4. Christen, zorg goed voor uw geloof, want geloof is de enige weg waardoor u zegeningen kunt ontvangen. Als wij zegeningen van God willen ontvangen, kan niets anders ze brengen dan geloof. Gebed kan geen antwoorden van Gods troon naar beneden halen, tenzij het het oprechte gebed is van iemand die gelooft. Geloof is de ladder waarop mijn ziel moet klimmen om naar de hemel op te stijgen. Als ik die ladder breek, hoe kan ik dan ooit tot mijn God naderen?

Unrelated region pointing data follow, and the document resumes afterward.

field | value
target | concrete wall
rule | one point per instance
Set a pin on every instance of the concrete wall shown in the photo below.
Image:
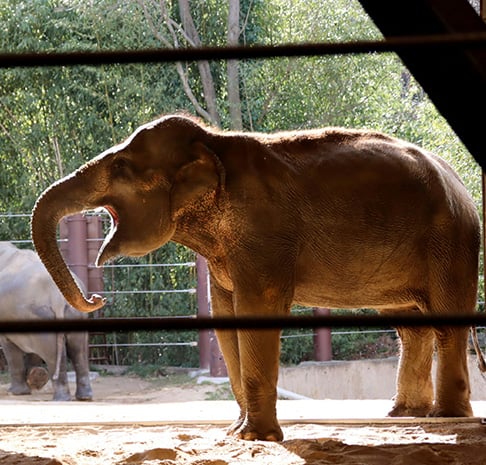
(362, 379)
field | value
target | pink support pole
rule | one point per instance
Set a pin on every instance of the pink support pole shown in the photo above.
(77, 251)
(322, 338)
(209, 352)
(95, 239)
(203, 310)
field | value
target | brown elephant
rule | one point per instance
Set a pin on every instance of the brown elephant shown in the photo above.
(331, 217)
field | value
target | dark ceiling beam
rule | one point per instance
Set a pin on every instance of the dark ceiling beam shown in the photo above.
(454, 79)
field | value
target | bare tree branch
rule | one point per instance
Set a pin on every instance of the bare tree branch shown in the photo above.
(232, 66)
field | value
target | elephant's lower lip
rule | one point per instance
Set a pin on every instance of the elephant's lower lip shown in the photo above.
(112, 213)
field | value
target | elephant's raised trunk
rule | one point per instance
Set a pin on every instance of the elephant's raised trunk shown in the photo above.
(57, 201)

Geloof is de engelachtige boodschapper tussen de ziel en de hemel. Als die engel zich terugtrekt, kan ik mijn gebeden niet naar boven zenden, noch de antwoorden naar beneden ontvangen. Geloof is de telegraafkabel die aarde en hemel met elkaar verbindt, waarover Gods zegeningen zo snel reizen dat Hij antwoordt voordat wij roepen, en terwijl wij nog spreken, hoort Hij ons al. Maar als die telegraafdraad van het geloof is gebroken, hoe kunnen we dan de beloften ontvangen?

Wanneer ik in moeilijkheden verkeer, kan ik door geloof hulp krijgen. Ben ik verslagen door de vijand, dan leunt mijn ziel op die dierbare Toevlucht door geloof. Maar neem het geloof weg – tevergeefs roep ik dan tot God, want er is geen weg tussen mijn ziel en de hemel.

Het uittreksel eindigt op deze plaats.